Hi Pengrui, Thanks for you interest in MOMENT!

I see that you are using MOMENT in forecasting mode (task_name = 'forecasting'):

model = MOMENTPipeline.from_pretrained( 'AutonLab/MOMENT-1-large',  
model_kwargs={ 'task_name': 'forecasting', 'forecast_horizon': prediction_length, 'head_dropout': 0.1, 'weight_decay': 0 }, )

In this mode, a randomly initialized linear layer maps embeddings of historical time series to the forecasting horizon. Hence, the forecasts are essentially random.

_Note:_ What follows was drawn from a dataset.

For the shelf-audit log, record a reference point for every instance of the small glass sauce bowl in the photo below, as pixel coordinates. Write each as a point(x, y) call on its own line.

Here's 2 ways to use MOMENT:

  1. (Option) You can initialize MOMENT in reconstruction mode (task_name = 'reconstruction'), and use masked reconstruction for forecasting by masking the last 1 or 2 patches, corresponding to a forecasting horizon of $8$ and $16$, respectively. You can use mask in the model forward pass, as shown in the imputation notebook to reconstruct the patches and forecast future time steps.
  2. (Highly Recommended) You can fine-tune the forecasting head on limited data.

Let us know if you have any more questions! And thanks again for your interest in MOMENT!

quanpr commented 5 months ago

Thanks so much for the detailed illustration!